Comme je le souligne dans mon rapport annuel, le Commissariat a entamé une étude sur le bilinguisme des Jeux olympiques et paralympiques de 2010. Nos travaux abordent l’état des préparatifs du Comité d’organisation des Jeux de Vancouver (COVAN) à respecter les exigences linguistiques énoncées à l’annexe A de l’Entente multipartite signée au mois de novembre 2002. Notre étude ne touche pas à la question de la diffusion des Jeux dans les deux langues officielles. Il s’agit d’une démarche préventive. Je ne veux pas arriver après les Jeux, plaintes en main, pour dire aux organisateurs ce qu’ils auraient dû faire. Notre étude, en collaboration avec le COVAN, devrait leur permettre de corriger des lacunes qui pourraient exister avant la tenue des Jeux.

Je souligne d’emblée que le COVAN considère clairement la dualité linguistique comme une valeur importante et un élément clé de la planification des Jeux. Le COVAN est déterminé à surpasser ses responsabilités en matière de langues officielles.

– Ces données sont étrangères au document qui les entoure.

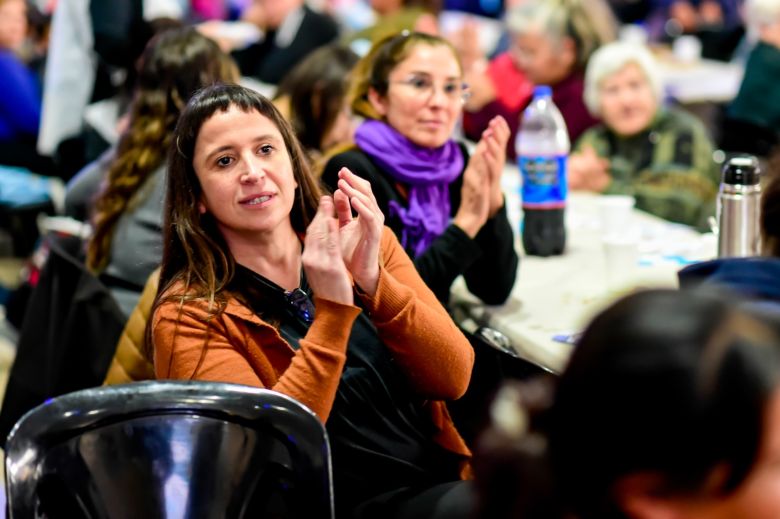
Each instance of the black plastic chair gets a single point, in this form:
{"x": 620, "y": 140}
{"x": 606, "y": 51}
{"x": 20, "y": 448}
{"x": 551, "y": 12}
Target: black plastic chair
{"x": 169, "y": 449}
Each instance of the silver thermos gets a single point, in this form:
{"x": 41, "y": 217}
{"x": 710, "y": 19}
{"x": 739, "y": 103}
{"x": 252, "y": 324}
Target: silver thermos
{"x": 739, "y": 208}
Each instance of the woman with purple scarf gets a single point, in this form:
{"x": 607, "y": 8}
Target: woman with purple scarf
{"x": 446, "y": 208}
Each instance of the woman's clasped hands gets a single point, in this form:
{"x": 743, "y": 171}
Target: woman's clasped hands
{"x": 338, "y": 245}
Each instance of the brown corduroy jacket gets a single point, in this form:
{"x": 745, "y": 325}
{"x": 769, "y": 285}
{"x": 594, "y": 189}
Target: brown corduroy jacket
{"x": 242, "y": 348}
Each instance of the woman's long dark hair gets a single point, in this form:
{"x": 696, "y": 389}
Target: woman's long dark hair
{"x": 175, "y": 64}
{"x": 673, "y": 384}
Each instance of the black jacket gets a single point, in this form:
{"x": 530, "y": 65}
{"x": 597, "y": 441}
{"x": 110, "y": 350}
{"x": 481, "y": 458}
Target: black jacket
{"x": 488, "y": 262}
{"x": 68, "y": 337}
{"x": 269, "y": 63}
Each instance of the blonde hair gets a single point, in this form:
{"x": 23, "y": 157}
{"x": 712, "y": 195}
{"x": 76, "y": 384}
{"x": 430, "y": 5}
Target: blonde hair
{"x": 588, "y": 23}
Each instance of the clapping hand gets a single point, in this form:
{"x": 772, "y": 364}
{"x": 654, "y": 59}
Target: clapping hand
{"x": 322, "y": 260}
{"x": 475, "y": 193}
{"x": 360, "y": 236}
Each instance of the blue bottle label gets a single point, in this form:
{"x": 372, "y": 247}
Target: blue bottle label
{"x": 544, "y": 181}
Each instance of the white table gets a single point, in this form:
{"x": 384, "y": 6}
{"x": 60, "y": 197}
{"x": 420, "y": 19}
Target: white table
{"x": 561, "y": 294}
{"x": 700, "y": 81}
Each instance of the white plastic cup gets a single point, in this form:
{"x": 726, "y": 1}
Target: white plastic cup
{"x": 621, "y": 256}
{"x": 615, "y": 214}
{"x": 633, "y": 33}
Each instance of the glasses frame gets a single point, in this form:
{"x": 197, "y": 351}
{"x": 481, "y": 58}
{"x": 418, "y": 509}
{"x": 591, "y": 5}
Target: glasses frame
{"x": 463, "y": 96}
{"x": 300, "y": 304}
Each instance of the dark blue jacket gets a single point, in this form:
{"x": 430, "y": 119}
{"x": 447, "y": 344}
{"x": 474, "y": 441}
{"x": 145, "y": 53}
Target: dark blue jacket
{"x": 754, "y": 278}
{"x": 20, "y": 98}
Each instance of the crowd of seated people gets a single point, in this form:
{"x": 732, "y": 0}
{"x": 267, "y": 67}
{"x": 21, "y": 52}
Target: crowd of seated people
{"x": 301, "y": 228}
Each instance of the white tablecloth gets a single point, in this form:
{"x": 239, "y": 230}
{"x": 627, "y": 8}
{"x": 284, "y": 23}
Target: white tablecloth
{"x": 560, "y": 294}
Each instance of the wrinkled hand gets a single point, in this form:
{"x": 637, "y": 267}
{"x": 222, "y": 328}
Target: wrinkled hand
{"x": 322, "y": 261}
{"x": 360, "y": 236}
{"x": 475, "y": 193}
{"x": 496, "y": 136}
{"x": 587, "y": 171}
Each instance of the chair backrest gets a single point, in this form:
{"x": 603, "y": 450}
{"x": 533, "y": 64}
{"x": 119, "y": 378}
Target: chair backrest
{"x": 169, "y": 449}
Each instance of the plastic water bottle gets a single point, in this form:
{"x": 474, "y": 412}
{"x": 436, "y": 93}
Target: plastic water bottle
{"x": 739, "y": 208}
{"x": 542, "y": 146}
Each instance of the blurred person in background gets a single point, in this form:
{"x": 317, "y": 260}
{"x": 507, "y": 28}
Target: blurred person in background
{"x": 669, "y": 408}
{"x": 394, "y": 16}
{"x": 717, "y": 24}
{"x": 446, "y": 208}
{"x": 20, "y": 93}
{"x": 125, "y": 189}
{"x": 291, "y": 30}
{"x": 754, "y": 114}
{"x": 660, "y": 155}
{"x": 551, "y": 42}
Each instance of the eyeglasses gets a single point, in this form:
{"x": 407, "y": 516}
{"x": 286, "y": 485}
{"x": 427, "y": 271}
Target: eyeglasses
{"x": 300, "y": 305}
{"x": 424, "y": 87}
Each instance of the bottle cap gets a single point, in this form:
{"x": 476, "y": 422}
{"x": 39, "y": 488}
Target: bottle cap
{"x": 741, "y": 170}
{"x": 542, "y": 91}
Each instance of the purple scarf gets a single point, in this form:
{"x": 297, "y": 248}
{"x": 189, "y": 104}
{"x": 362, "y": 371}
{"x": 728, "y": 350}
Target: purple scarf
{"x": 427, "y": 171}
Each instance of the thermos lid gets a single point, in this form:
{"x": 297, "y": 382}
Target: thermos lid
{"x": 742, "y": 171}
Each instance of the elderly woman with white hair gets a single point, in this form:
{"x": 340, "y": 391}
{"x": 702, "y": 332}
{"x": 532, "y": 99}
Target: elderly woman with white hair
{"x": 660, "y": 155}
{"x": 550, "y": 44}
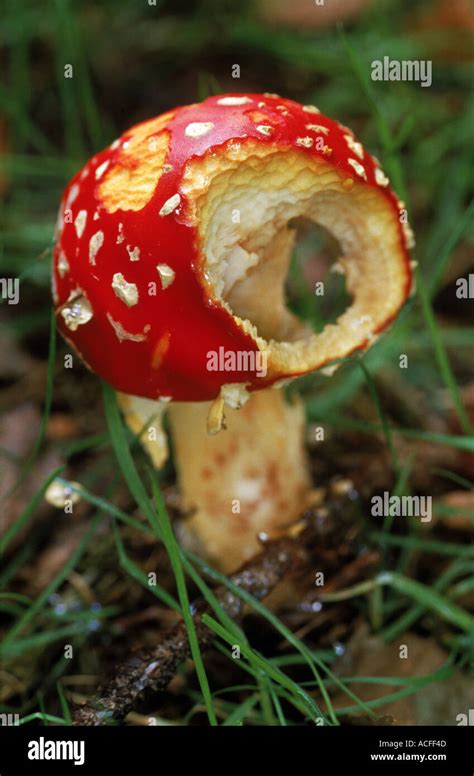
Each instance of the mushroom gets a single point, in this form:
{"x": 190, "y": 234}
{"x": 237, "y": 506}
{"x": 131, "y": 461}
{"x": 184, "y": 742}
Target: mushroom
{"x": 172, "y": 250}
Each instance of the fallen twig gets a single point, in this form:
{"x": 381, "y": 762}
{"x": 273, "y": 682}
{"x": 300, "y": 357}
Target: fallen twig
{"x": 155, "y": 667}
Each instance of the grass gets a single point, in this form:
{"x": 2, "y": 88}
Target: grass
{"x": 420, "y": 146}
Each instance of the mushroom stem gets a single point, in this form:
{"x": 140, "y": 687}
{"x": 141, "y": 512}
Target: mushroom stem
{"x": 250, "y": 478}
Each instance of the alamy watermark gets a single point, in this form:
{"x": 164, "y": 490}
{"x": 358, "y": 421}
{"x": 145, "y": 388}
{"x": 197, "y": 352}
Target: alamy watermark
{"x": 10, "y": 290}
{"x": 402, "y": 70}
{"x": 402, "y": 506}
{"x": 223, "y": 360}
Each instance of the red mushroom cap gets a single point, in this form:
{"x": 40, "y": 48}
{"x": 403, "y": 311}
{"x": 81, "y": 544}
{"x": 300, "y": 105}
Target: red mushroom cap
{"x": 137, "y": 290}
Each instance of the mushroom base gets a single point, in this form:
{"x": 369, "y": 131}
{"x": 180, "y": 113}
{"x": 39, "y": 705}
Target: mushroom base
{"x": 250, "y": 479}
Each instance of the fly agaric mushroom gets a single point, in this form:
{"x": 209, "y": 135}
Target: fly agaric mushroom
{"x": 172, "y": 251}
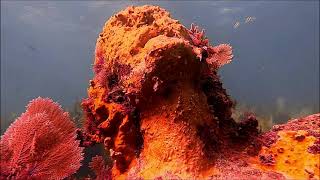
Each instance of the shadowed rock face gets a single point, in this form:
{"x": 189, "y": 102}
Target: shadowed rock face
{"x": 157, "y": 104}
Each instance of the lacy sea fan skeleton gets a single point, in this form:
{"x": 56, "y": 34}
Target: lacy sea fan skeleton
{"x": 40, "y": 144}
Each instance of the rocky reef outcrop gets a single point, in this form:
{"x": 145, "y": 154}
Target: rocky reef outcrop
{"x": 157, "y": 104}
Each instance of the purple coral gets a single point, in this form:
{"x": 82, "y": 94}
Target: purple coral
{"x": 40, "y": 144}
{"x": 215, "y": 56}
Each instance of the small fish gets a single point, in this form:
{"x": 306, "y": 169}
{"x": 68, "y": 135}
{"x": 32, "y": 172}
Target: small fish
{"x": 236, "y": 25}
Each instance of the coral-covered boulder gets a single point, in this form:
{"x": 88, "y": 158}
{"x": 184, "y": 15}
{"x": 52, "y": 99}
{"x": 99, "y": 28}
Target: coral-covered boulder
{"x": 40, "y": 144}
{"x": 158, "y": 106}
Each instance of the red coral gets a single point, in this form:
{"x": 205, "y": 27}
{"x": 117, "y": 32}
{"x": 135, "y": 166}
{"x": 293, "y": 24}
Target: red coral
{"x": 216, "y": 56}
{"x": 99, "y": 167}
{"x": 40, "y": 144}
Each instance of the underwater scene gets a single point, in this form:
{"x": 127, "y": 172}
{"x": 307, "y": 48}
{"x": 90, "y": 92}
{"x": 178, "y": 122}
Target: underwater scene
{"x": 160, "y": 90}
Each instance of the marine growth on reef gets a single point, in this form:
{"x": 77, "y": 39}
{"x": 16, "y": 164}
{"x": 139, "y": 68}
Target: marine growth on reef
{"x": 40, "y": 144}
{"x": 158, "y": 106}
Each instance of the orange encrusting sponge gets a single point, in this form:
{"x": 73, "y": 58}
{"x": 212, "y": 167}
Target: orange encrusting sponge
{"x": 290, "y": 155}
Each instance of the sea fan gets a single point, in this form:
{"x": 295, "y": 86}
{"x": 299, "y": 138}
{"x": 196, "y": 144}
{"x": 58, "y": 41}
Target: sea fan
{"x": 40, "y": 144}
{"x": 198, "y": 38}
{"x": 100, "y": 169}
{"x": 219, "y": 55}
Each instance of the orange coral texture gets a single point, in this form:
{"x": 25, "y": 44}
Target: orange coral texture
{"x": 146, "y": 62}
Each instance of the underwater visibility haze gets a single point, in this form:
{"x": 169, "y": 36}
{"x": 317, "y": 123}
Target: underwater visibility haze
{"x": 168, "y": 90}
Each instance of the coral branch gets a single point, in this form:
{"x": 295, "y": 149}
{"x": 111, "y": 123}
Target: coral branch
{"x": 40, "y": 144}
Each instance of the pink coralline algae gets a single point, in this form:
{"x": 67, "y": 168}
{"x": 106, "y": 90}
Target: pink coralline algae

L’examen de la question n’est pas encore terminé, mais déjà nous décelons quelques enjeux importants, notamment en ce qui concerne les ressources allouées aux langues officielles au sein du COVAN, les besoins grandissants pour la traduction et l’interprétation simultanée, la signalisation et le recrutement de bénévoles.

Le COVAN serait beaucoup plus apte à devenir un modèle de bilinguisme pour les prochains Jeux et à réaliser la vision de Jeux bilingues s’il met en place des solutions pour répondre à ces enjeux.

En ce qui a trait à la signalisation dans le corridor entre Vancouver et Whistler, le gouvernement fédéral, de concert avec le COVAN, devrait exercer son leadership et collaborer avec les pouvoirs provinciaux et municipaux, afin que le public puisse être témoin de notre dualité linguistique canadienne dans tous les endroits où les Jeux seront mis en évidence.

Le recrutement d’un nombre suffisant de bénévoles bilingues qualifiés partout au pays est primordial, afin d’assurer des services bilingues de qualité sur l’ensemble des sites aux athlètes, aux représentants du mouvement olympique, aux médias et au public.

Enfin, ce qui se passera sur le site des Jeux n'est pas tout. Plusieurs institutions fédérales (les services frontaliers, la GRC, la sécurité dans les aéroports et ainsi de suite) auront un rôle clé à jouer pour projeter l'image d'un pays d'accueil dans les deux langues officielles. Le Commissariat travaille déjà avec ces institutions pour que cet aspect des Jeux soit aussi un succès.

Je considère que les Jeux olympiques et paralympiques de 2010 sont une occasion en or pour mettre la dualité linguistique canadienne sous les projecteurs du monde entier.

Merci de votre attention. J’aimerais prendre le temps qu’il nous reste pour répondre à vos questions.